All the Wayward Children books are about finding your true home; that’s what the Doors do (but possibly not what they’re for. We may never know what they’re for, and I’m okay with that). But it’s not just Regan’s love of horses that makes the Hooflands home for her; in being the only human in that world, no one thinks she’s strange for getting taller but not curvier – it seems like she won’t go through puberty without hormone treatments, but that’s okay, and it’s okay in a way it might not have been if she’d stayed in our world. In the Hooflands, there’s no one to compare herself to and be found lacking; there are no societal beauty standards, no peer pressure, no labels. No confusing Wikipedia articles! She’s just…human.

And there’s no wrong way to be that.

We don’t know a lot of specific details about the journeys of most of the series’ characters through their own Doors; how old they were when they went, how long they stayed. Regan finds the Hooflands when she’s ten, which is alarmingly young considering that she’s supposed to save it from something terrible. But she doesn’t have to save the world at ten. It’s okay. She gets to just be.

For a while.

The Hooflands is pretty idyllic for Regan, but it’s never that simple with McGuire. There are all kinds of prejudices among the different species, and even the creatures Regan is told are mindless monsters…maybe aren’t, actually. And that’s a hard thing to wrap your head around as an adult, but it’s hard for kids, too; learning that even the people you love, who love you, aren’t perfect. It’s hard not to compare Regan’s human parents with her centaur family: both love her dearly just as she is, and support her the best way they know how, but they’re still flawed. They make mistakes. They don’t always understand. The truths they tell her are perhaps not the only truths, or not true at all.

It doesn’t make them less loving. It’s just that they’re mortal, and therefore imperfect. That’s a hard moment, when you realise that as a kid, but McGuire has never pretended that being a child is easy, and never flinched away from portraying those hard moments, reminding us of them. Children are people too, and those of us who aren’t children anymore really need to remember that. Too many of us forget.

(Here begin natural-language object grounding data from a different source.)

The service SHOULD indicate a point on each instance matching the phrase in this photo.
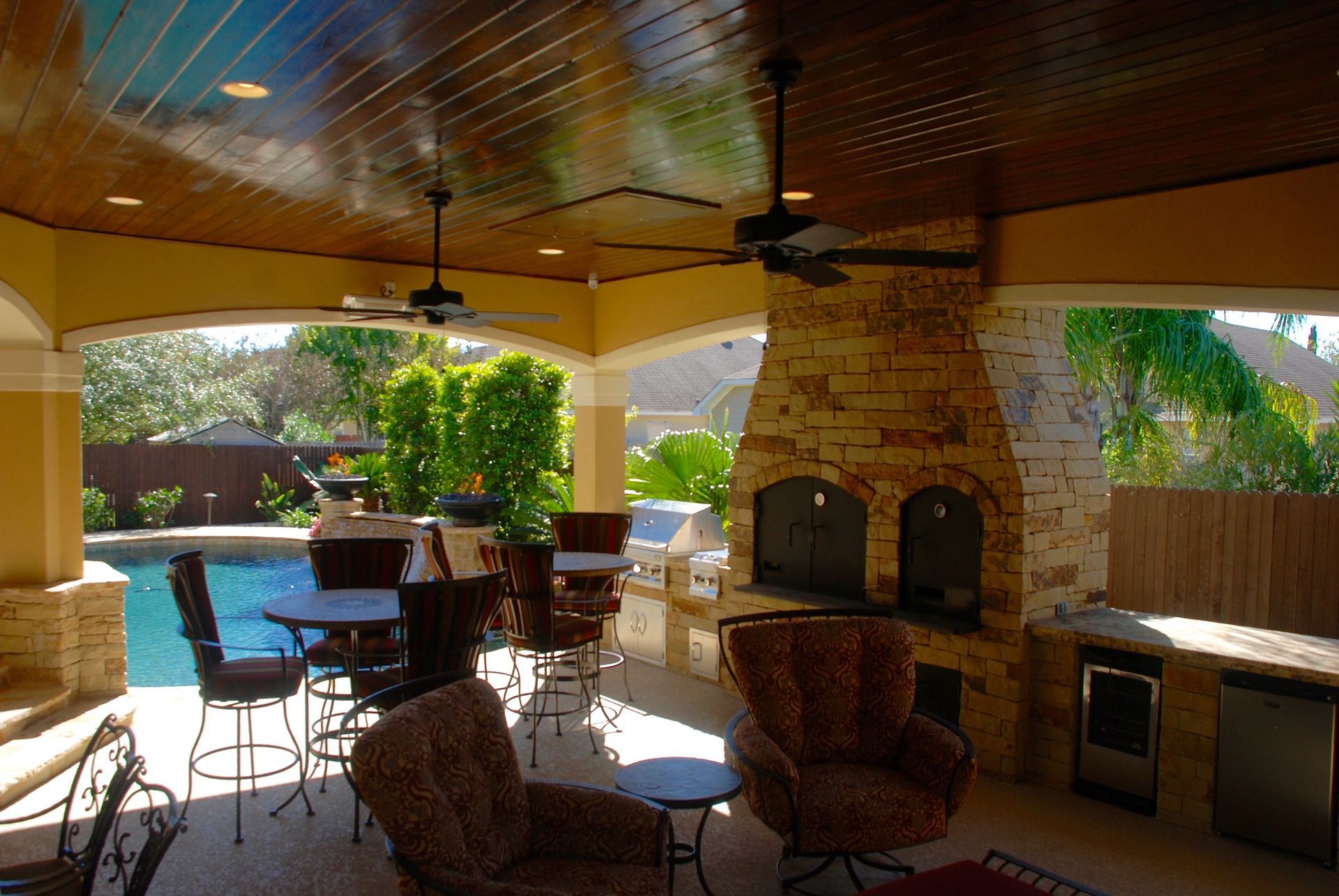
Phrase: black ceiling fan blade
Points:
(821, 237)
(908, 257)
(819, 273)
(637, 245)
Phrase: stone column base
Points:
(70, 634)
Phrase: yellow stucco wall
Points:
(29, 264)
(640, 308)
(1271, 231)
(103, 279)
(43, 541)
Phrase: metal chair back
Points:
(434, 547)
(444, 623)
(190, 590)
(528, 606)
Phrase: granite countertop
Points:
(1197, 642)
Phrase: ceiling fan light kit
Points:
(434, 303)
(801, 244)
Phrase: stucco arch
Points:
(74, 339)
(681, 340)
(20, 324)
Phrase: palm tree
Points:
(1136, 362)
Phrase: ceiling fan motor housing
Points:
(757, 232)
(434, 295)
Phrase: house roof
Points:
(746, 377)
(1295, 365)
(678, 384)
(173, 437)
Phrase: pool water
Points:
(243, 575)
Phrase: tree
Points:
(287, 384)
(299, 427)
(145, 385)
(362, 359)
(1136, 363)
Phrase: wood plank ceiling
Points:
(905, 112)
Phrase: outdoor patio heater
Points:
(663, 529)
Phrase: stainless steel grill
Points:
(663, 529)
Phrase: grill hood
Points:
(675, 526)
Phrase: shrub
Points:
(454, 456)
(154, 508)
(298, 519)
(273, 499)
(515, 429)
(411, 418)
(98, 515)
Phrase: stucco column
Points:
(599, 401)
(42, 532)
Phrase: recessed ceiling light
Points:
(245, 89)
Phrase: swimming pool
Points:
(243, 575)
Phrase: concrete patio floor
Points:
(1106, 846)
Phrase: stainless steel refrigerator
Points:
(1276, 764)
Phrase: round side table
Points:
(682, 782)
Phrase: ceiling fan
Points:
(801, 244)
(435, 304)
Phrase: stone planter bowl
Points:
(469, 509)
(345, 487)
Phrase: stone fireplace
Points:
(928, 407)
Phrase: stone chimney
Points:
(904, 379)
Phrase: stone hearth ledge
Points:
(1303, 658)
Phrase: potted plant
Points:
(470, 506)
(372, 466)
(338, 481)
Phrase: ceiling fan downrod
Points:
(780, 75)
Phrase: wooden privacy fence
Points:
(232, 472)
(1263, 559)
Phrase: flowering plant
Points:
(473, 484)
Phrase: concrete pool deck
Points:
(241, 532)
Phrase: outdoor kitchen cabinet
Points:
(642, 628)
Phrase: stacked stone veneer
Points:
(887, 386)
(68, 634)
(347, 520)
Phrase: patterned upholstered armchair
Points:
(833, 756)
(442, 777)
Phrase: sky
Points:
(1326, 328)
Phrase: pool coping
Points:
(239, 532)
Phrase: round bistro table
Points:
(682, 782)
(351, 609)
(582, 564)
(586, 563)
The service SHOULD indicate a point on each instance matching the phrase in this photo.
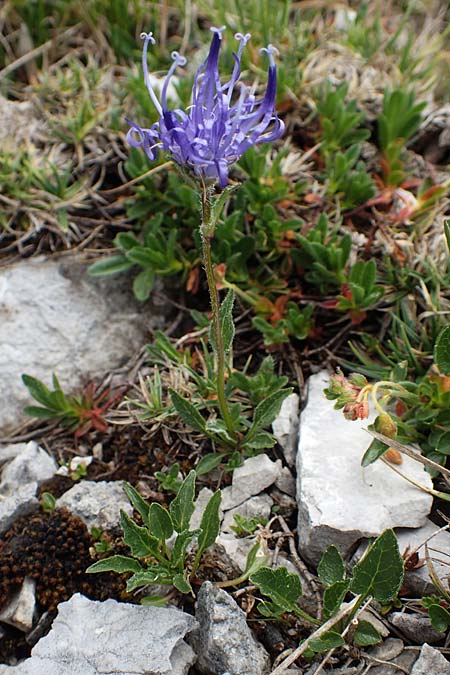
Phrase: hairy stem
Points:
(207, 234)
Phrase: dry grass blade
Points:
(414, 454)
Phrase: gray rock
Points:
(387, 650)
(431, 662)
(224, 642)
(339, 501)
(415, 627)
(32, 464)
(286, 482)
(97, 504)
(255, 475)
(255, 507)
(417, 581)
(19, 611)
(285, 427)
(19, 481)
(53, 318)
(93, 638)
(8, 452)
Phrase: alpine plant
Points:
(222, 122)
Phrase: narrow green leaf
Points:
(180, 546)
(112, 265)
(187, 411)
(331, 567)
(442, 351)
(209, 462)
(137, 502)
(156, 574)
(210, 523)
(380, 572)
(139, 539)
(281, 586)
(267, 410)
(373, 452)
(181, 583)
(366, 634)
(182, 507)
(116, 563)
(324, 643)
(160, 522)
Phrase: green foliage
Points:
(442, 352)
(324, 255)
(347, 178)
(400, 119)
(153, 559)
(340, 119)
(80, 413)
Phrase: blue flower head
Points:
(217, 128)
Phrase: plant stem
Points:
(207, 234)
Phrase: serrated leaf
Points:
(156, 574)
(208, 463)
(112, 265)
(210, 523)
(333, 597)
(136, 501)
(324, 643)
(181, 583)
(281, 586)
(442, 351)
(180, 546)
(266, 411)
(115, 563)
(139, 539)
(373, 452)
(366, 634)
(182, 507)
(439, 617)
(331, 567)
(187, 411)
(381, 570)
(160, 522)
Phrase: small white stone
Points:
(255, 507)
(285, 427)
(339, 501)
(19, 611)
(98, 504)
(431, 662)
(255, 475)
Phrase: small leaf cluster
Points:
(159, 547)
(378, 575)
(341, 138)
(399, 120)
(80, 413)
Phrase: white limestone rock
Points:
(285, 427)
(54, 318)
(19, 481)
(223, 642)
(255, 475)
(19, 611)
(94, 638)
(431, 662)
(255, 507)
(98, 504)
(339, 501)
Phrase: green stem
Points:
(207, 234)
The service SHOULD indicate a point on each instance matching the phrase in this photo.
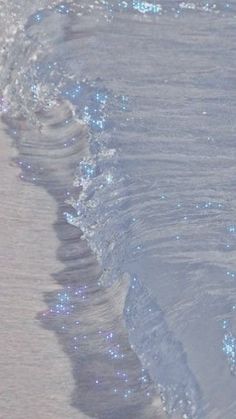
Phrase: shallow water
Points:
(124, 112)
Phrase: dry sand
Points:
(35, 375)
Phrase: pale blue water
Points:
(124, 112)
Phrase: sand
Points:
(35, 375)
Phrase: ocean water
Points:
(124, 111)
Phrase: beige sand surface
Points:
(35, 375)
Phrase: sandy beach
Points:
(35, 375)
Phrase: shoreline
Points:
(36, 378)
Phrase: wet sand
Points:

Another thing we should remember: It’s the ones Regan’s been taught are monsters who turn out to be people. And it’s the ones who are supposed to be people who are, in the end, the very worst of the monsters.

The worldbuilding is a delight; I will never stop being impressed with the sheer diversity of the magical creatures in McGuire’s books. Most people know what a centaur is, I think; far fewer will recognise the Hoofland’s perytons. We even get a creature I’d never heard of before! I’m a hardcore folklore fan, okay; I do not encounter magical creatures I don’t know very often – unless an author has created their own, obviously. So it delights me when I get to discover a new one! I use this to illustrate just how well McGuire knows her myths, that she can draw on so many, but she passes all of it through her own filter of awesome and creates so much that is wholly and uniquely her own. The Hooflands is purely her own creation, and it’s a marvelous one; I especially loved the details of centaur courtship, and finally getting an answer on how baby centaurs work! All the delights, though, are woven through with McGuire’s signature wry, half-dark humour; unicorns aren’t very magical in the Hooflands…but they sure are delicious when barbecued! And that’s just so hilariously-horrifyingly typical of McGuire’s spin on the fantastical.

Equally typical is what Across the Green Grass Fields has to say about chosen ones, and how they’re made – but that’s something you really need to read about for yourselves.

Tl;dr: another beautiful, brutal, and powerful instalment in a series that really ought to be mandatory reading by now. It’s out tomorrow, and you really mustn’t miss it!